Highlights of the Secondary Market Liability Regime

Ontario’s regime for secondary market liability came into effect in 2006 as a result of amendments to the Securities Act. The amendments created a statutory cause of action allowing shareholders to seek damages when an issuer fails to make timely disclosure of material changes or an issuer’s disclosure contains a material misrepresentation.  

Under the regime, a shareholder does not have to prove actual reliance on the misrepresentation or the failure to make timely disclosure. The effect of deemed reliance is to facilitate certification of secondary market claims as class actions. The regime imposes a cap on damages other than in cases where a knowing violation of disclosure obligations has been committed; the regime also requires that the plaintiff obtain leave from the court to proceed with a claim. These measures are intended to protect defendants from coercive and unmeritorious claims, known as “strike suits.”  

Status of Outstanding Claims  

Since 2006, 11 claims have been commenced against issuers. In these claims, individual officers and directors have also been named as defendants, and allegations have been asserted against those individual defendants that, if proven, could entitle the plaintiffs to damages in excess of the damages cap. Some of these claims have, in addition, named financial advisers as defendants.  

One of the 11 claims – the Southwestern Resources case – has been settled. The plaintiffs had sought damages of $300 million for the proposed class of shareholders. In the settlement, approved by an Ontario court on November 3, 2008, the defendants agreed to pay $15.5 million, which includes fees to class counsel in the amount of $2.5 million.  

None of the remaining claims has yet been granted leave by a court to proceed as a claim under the secondary market liability regime. To obtain leave, plaintiffs must show that there is a reasonable possibility that the action will be resolved at trial in the plaintiffs’ favour and that the action is brought in good faith. The first leave motion was argued in December 2008. Although the courts have not yet provided any guidance on how they will apply the test for leave, two important decisions have been made on the scope of the evidence available for the leave motion and the procedures for that stage of the action that will likely affect the conduct of leave motions that will be litigated in the future.  

Procedure on Leave Motions  

Section 138.8(1) of the Securities Act states that on the leave motion, the plaintiffs and defendants must file affidavits setting out the material facts on which the party relies and that each affiant may be crossexamined in accordance with the rules of court.
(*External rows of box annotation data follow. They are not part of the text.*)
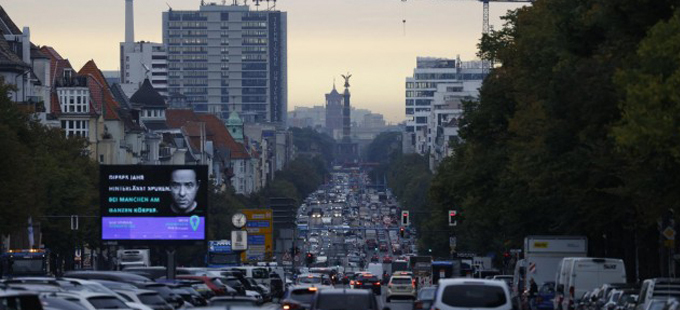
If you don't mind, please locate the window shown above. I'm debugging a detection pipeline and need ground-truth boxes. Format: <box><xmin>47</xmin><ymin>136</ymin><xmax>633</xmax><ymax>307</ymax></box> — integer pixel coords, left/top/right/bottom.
<box><xmin>57</xmin><ymin>88</ymin><xmax>90</xmax><ymax>113</ymax></box>
<box><xmin>61</xmin><ymin>120</ymin><xmax>90</xmax><ymax>138</ymax></box>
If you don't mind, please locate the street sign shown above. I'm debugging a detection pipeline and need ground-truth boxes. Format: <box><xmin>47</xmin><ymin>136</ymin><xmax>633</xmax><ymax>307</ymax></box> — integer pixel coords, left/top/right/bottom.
<box><xmin>231</xmin><ymin>230</ymin><xmax>248</xmax><ymax>251</ymax></box>
<box><xmin>662</xmin><ymin>226</ymin><xmax>675</xmax><ymax>240</ymax></box>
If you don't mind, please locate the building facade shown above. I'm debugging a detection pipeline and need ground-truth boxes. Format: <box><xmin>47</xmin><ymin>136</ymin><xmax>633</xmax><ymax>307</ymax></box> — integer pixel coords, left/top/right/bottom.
<box><xmin>163</xmin><ymin>3</ymin><xmax>288</xmax><ymax>124</ymax></box>
<box><xmin>404</xmin><ymin>57</ymin><xmax>485</xmax><ymax>154</ymax></box>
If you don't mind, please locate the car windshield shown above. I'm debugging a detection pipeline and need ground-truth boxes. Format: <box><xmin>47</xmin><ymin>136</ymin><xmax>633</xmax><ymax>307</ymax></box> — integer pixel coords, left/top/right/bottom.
<box><xmin>87</xmin><ymin>296</ymin><xmax>128</xmax><ymax>309</ymax></box>
<box><xmin>316</xmin><ymin>294</ymin><xmax>373</xmax><ymax>310</ymax></box>
<box><xmin>442</xmin><ymin>284</ymin><xmax>507</xmax><ymax>308</ymax></box>
<box><xmin>418</xmin><ymin>289</ymin><xmax>436</xmax><ymax>300</ymax></box>
<box><xmin>288</xmin><ymin>290</ymin><xmax>316</xmax><ymax>304</ymax></box>
<box><xmin>138</xmin><ymin>293</ymin><xmax>166</xmax><ymax>305</ymax></box>
<box><xmin>298</xmin><ymin>277</ymin><xmax>321</xmax><ymax>284</ymax></box>
<box><xmin>392</xmin><ymin>278</ymin><xmax>412</xmax><ymax>284</ymax></box>
<box><xmin>210</xmin><ymin>299</ymin><xmax>257</xmax><ymax>307</ymax></box>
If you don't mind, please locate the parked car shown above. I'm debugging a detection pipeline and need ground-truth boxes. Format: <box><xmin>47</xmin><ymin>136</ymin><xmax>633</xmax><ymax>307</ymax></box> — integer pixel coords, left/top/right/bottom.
<box><xmin>413</xmin><ymin>286</ymin><xmax>437</xmax><ymax>310</ymax></box>
<box><xmin>311</xmin><ymin>289</ymin><xmax>389</xmax><ymax>310</ymax></box>
<box><xmin>385</xmin><ymin>276</ymin><xmax>416</xmax><ymax>302</ymax></box>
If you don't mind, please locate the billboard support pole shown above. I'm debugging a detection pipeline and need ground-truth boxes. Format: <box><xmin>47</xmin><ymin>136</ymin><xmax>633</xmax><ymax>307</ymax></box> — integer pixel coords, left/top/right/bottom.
<box><xmin>165</xmin><ymin>247</ymin><xmax>177</xmax><ymax>280</ymax></box>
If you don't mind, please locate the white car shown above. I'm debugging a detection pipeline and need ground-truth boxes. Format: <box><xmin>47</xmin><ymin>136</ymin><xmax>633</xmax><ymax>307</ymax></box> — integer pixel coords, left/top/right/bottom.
<box><xmin>386</xmin><ymin>275</ymin><xmax>417</xmax><ymax>302</ymax></box>
<box><xmin>51</xmin><ymin>291</ymin><xmax>141</xmax><ymax>310</ymax></box>
<box><xmin>431</xmin><ymin>278</ymin><xmax>512</xmax><ymax>310</ymax></box>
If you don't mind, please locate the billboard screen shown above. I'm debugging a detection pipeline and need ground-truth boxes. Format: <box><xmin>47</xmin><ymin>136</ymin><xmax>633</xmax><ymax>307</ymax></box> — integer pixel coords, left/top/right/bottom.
<box><xmin>100</xmin><ymin>165</ymin><xmax>208</xmax><ymax>244</ymax></box>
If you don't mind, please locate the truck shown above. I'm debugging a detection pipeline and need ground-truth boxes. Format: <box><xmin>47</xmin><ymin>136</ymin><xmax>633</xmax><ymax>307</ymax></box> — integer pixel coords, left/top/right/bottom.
<box><xmin>511</xmin><ymin>236</ymin><xmax>588</xmax><ymax>308</ymax></box>
<box><xmin>116</xmin><ymin>249</ymin><xmax>151</xmax><ymax>270</ymax></box>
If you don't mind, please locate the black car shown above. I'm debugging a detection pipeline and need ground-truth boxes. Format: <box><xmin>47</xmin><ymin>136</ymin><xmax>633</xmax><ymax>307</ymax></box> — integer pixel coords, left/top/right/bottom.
<box><xmin>281</xmin><ymin>286</ymin><xmax>318</xmax><ymax>310</ymax></box>
<box><xmin>311</xmin><ymin>289</ymin><xmax>389</xmax><ymax>310</ymax></box>
<box><xmin>354</xmin><ymin>274</ymin><xmax>382</xmax><ymax>295</ymax></box>
<box><xmin>413</xmin><ymin>286</ymin><xmax>437</xmax><ymax>310</ymax></box>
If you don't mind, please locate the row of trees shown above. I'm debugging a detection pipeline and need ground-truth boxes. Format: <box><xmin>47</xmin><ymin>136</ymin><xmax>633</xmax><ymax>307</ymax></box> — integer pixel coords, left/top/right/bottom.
<box><xmin>0</xmin><ymin>79</ymin><xmax>99</xmax><ymax>272</ymax></box>
<box><xmin>430</xmin><ymin>0</ymin><xmax>680</xmax><ymax>279</ymax></box>
<box><xmin>0</xmin><ymin>79</ymin><xmax>333</xmax><ymax>269</ymax></box>
<box><xmin>369</xmin><ymin>0</ymin><xmax>680</xmax><ymax>280</ymax></box>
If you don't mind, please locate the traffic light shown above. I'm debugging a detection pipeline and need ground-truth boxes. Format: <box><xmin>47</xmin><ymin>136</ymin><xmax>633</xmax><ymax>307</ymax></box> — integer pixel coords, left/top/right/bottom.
<box><xmin>449</xmin><ymin>210</ymin><xmax>458</xmax><ymax>226</ymax></box>
<box><xmin>401</xmin><ymin>211</ymin><xmax>411</xmax><ymax>226</ymax></box>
One of the reasons for including the court’s gatekeeper role at the leave motion stage was to reduce the defendants’ exposure to costly proceedings; plaintiffs must also obtain leave prior to the close of pleadings and the beginning of the discovery process. This procedure has now been considered by the courts in decisions in the Imax and CV Technologies litigation.  
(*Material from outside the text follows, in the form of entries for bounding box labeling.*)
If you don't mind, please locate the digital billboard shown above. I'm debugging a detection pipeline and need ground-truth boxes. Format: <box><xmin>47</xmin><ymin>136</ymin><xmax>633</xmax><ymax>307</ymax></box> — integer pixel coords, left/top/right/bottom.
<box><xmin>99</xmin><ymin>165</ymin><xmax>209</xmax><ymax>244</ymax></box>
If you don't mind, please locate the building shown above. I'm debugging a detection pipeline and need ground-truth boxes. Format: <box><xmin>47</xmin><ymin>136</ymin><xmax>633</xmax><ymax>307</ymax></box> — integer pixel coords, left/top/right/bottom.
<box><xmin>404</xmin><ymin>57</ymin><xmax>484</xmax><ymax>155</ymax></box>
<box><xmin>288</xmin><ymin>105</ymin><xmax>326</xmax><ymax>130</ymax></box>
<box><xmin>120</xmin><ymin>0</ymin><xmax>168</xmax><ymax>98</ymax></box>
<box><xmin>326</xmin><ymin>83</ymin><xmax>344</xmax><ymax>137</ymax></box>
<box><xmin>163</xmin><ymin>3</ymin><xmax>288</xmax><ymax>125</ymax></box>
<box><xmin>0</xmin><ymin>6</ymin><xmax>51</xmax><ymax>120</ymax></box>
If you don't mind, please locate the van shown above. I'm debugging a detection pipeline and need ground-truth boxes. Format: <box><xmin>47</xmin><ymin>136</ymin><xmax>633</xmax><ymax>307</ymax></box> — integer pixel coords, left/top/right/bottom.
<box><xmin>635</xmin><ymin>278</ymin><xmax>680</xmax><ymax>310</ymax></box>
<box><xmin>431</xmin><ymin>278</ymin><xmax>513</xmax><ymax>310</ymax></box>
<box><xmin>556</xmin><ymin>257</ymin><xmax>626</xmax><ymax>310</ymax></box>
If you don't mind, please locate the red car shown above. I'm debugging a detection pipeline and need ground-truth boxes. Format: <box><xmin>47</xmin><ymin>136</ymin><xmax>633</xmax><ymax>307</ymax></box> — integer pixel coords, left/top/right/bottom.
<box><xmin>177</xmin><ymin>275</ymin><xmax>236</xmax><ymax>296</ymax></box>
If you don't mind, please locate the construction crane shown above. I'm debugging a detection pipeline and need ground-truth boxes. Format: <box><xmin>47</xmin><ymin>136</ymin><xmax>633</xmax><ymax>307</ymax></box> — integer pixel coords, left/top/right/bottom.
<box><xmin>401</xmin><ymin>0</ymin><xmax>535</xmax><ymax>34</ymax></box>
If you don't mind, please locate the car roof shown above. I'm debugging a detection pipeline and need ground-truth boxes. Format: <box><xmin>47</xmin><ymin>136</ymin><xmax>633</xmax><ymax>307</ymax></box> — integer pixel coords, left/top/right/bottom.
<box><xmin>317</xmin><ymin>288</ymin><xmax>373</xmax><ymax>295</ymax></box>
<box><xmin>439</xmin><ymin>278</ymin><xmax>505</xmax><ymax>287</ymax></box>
In Silver v. Imax Corp.,1 the court was asked to limit the scope of cross-examination on defence affidavits filed on the leave motion and to allow the defendants to refuse to produce, among other things, materials provided to the company’s auditor. The defence argument was that this limitation was consistent with the court’s gatekeeper role at the leave motion stage and would prevent defendants from being exposed to unnecessary and intrusive discovery-like examinations before the close of pleadings in the matter. In rejecting the defendants’ position, the Court held that the statutory procedure established for the leave motion expressly permits cross-examination in accordance with the rules of court, and therefore crossexamination is limited only by the “semblance of relevance” test.  
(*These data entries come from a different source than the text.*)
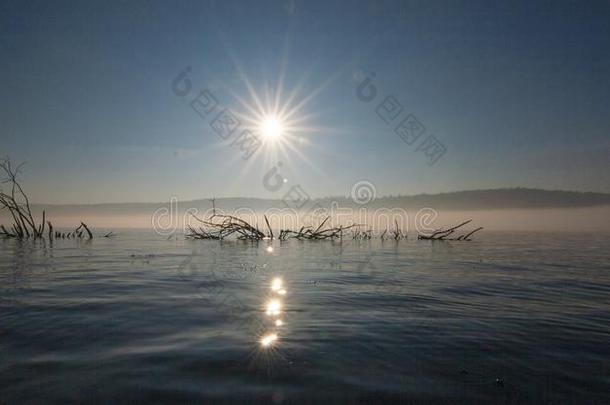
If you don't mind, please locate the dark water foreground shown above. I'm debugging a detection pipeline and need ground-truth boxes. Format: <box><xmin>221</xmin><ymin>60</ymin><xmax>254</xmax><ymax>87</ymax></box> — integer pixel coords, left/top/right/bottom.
<box><xmin>0</xmin><ymin>232</ymin><xmax>610</xmax><ymax>404</ymax></box>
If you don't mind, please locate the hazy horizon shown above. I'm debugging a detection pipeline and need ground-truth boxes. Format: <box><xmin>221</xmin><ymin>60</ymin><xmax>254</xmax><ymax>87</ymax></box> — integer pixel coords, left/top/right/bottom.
<box><xmin>0</xmin><ymin>1</ymin><xmax>610</xmax><ymax>203</ymax></box>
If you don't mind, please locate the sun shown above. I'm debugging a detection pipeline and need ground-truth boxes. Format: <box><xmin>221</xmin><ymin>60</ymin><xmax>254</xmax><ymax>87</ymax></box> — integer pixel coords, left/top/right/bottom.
<box><xmin>260</xmin><ymin>116</ymin><xmax>284</xmax><ymax>141</ymax></box>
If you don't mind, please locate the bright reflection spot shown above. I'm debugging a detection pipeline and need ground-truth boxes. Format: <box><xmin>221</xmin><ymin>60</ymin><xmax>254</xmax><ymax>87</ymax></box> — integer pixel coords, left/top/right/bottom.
<box><xmin>261</xmin><ymin>333</ymin><xmax>277</xmax><ymax>347</ymax></box>
<box><xmin>266</xmin><ymin>299</ymin><xmax>282</xmax><ymax>316</ymax></box>
<box><xmin>261</xmin><ymin>116</ymin><xmax>283</xmax><ymax>140</ymax></box>
<box><xmin>271</xmin><ymin>277</ymin><xmax>282</xmax><ymax>291</ymax></box>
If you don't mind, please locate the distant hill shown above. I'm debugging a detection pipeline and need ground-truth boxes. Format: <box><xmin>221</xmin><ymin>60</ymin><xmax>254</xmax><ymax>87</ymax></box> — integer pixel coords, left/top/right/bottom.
<box><xmin>29</xmin><ymin>188</ymin><xmax>610</xmax><ymax>215</ymax></box>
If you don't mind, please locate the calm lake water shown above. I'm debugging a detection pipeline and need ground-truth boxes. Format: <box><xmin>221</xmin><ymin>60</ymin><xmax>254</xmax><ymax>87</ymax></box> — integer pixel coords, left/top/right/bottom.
<box><xmin>0</xmin><ymin>231</ymin><xmax>610</xmax><ymax>404</ymax></box>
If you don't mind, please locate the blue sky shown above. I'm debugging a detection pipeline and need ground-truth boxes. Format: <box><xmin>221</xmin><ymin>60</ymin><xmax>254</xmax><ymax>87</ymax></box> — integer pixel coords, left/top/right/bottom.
<box><xmin>0</xmin><ymin>0</ymin><xmax>610</xmax><ymax>203</ymax></box>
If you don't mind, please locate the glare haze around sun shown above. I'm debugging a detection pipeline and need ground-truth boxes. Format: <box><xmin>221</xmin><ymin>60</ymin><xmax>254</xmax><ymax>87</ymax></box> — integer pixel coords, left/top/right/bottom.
<box><xmin>261</xmin><ymin>116</ymin><xmax>283</xmax><ymax>140</ymax></box>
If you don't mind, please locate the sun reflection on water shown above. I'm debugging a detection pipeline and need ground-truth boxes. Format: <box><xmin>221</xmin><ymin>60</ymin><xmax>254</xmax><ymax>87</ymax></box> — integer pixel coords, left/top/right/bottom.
<box><xmin>260</xmin><ymin>277</ymin><xmax>286</xmax><ymax>348</ymax></box>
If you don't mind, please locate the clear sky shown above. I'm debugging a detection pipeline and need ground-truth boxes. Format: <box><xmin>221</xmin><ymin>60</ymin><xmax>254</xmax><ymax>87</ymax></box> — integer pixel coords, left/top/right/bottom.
<box><xmin>0</xmin><ymin>0</ymin><xmax>610</xmax><ymax>203</ymax></box>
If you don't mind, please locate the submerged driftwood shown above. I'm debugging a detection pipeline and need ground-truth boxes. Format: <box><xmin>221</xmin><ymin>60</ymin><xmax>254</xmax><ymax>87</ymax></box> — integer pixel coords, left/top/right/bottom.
<box><xmin>0</xmin><ymin>158</ymin><xmax>105</xmax><ymax>240</ymax></box>
<box><xmin>186</xmin><ymin>214</ymin><xmax>354</xmax><ymax>240</ymax></box>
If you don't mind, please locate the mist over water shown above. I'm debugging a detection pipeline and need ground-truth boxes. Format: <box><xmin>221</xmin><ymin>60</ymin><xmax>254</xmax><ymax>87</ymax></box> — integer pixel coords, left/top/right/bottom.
<box><xmin>0</xmin><ymin>230</ymin><xmax>610</xmax><ymax>404</ymax></box>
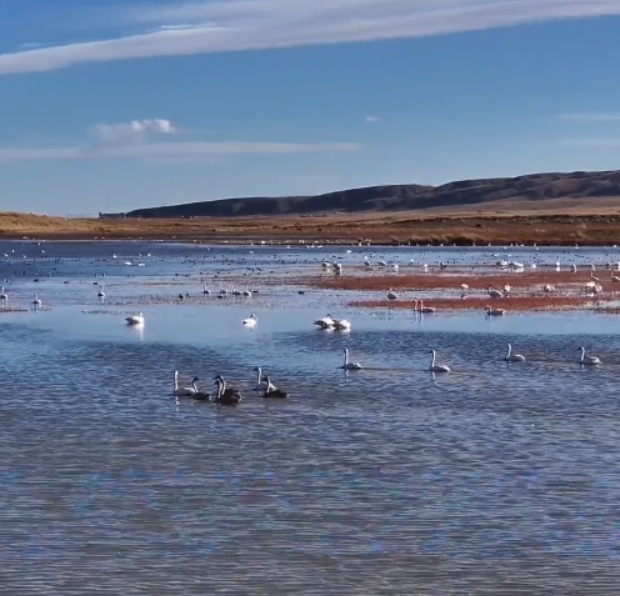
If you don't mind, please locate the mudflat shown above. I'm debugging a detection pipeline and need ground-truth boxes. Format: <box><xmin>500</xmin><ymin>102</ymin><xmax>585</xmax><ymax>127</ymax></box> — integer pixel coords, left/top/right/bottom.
<box><xmin>0</xmin><ymin>203</ymin><xmax>620</xmax><ymax>246</ymax></box>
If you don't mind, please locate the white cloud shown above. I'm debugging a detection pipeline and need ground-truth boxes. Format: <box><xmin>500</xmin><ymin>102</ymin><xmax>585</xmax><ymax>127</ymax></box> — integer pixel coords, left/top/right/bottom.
<box><xmin>0</xmin><ymin>141</ymin><xmax>363</xmax><ymax>162</ymax></box>
<box><xmin>93</xmin><ymin>118</ymin><xmax>176</xmax><ymax>147</ymax></box>
<box><xmin>0</xmin><ymin>0</ymin><xmax>620</xmax><ymax>74</ymax></box>
<box><xmin>560</xmin><ymin>113</ymin><xmax>620</xmax><ymax>122</ymax></box>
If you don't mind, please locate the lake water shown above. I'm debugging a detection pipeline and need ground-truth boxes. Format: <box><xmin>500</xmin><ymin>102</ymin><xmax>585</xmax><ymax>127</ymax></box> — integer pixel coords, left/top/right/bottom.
<box><xmin>0</xmin><ymin>242</ymin><xmax>620</xmax><ymax>596</ymax></box>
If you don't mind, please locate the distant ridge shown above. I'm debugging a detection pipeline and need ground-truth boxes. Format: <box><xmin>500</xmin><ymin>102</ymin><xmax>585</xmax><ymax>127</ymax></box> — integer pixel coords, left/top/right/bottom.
<box><xmin>117</xmin><ymin>170</ymin><xmax>620</xmax><ymax>218</ymax></box>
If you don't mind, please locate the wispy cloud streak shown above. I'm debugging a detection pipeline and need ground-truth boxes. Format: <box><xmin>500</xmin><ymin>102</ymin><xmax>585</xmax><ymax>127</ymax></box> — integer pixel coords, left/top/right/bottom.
<box><xmin>0</xmin><ymin>141</ymin><xmax>363</xmax><ymax>162</ymax></box>
<box><xmin>0</xmin><ymin>0</ymin><xmax>620</xmax><ymax>74</ymax></box>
Following the Imax decision, there was concern that the gatekeeper role of the leave motion may be less effective than previously anticipated. However, in the subsequent Ainslie v. CV Technologies Inc.2 decision, the Court held that the procedure established by section 138.8(1) of the Securities Act must be interpreted to give effect to the intention of the section – that is, to protect defendants and to place the onus on plaintiffs to satisfy the leave test. The Court rejected the plaintiffs’ motion for an order compelling each defendant to file an affidavit to allow cross-examination. The Court held that defendants are required to file affidavits only if they intend to rely on material facts in response to the motion for leave. If a defendant is content to rely on expert evidence or evidence obtained on cross-examination of the plaintiffs, then the defendant is not required to file an affidavit. The Court also rejected a motion by the plaintiffs for an order in the alternative for examination of the defendants as witnesses on a pending motion. It would be inconsistent with the gatekeeper role to expose defendants to a costly and timeconsuming discovery process before the plaintiffs had satisfied their onus and obtained leave to proceed.  

In light of the Imax and CV Technologies decisions, defendants responding to motions for leave to proceed under Ontario’s secondary market liability regime will have to make careful strategic decisions about the evidence they choose to rely on and the extent to which they want to limit or allow potentially wide-ranging cross-examination on the merits of plaintiffs’ allegations.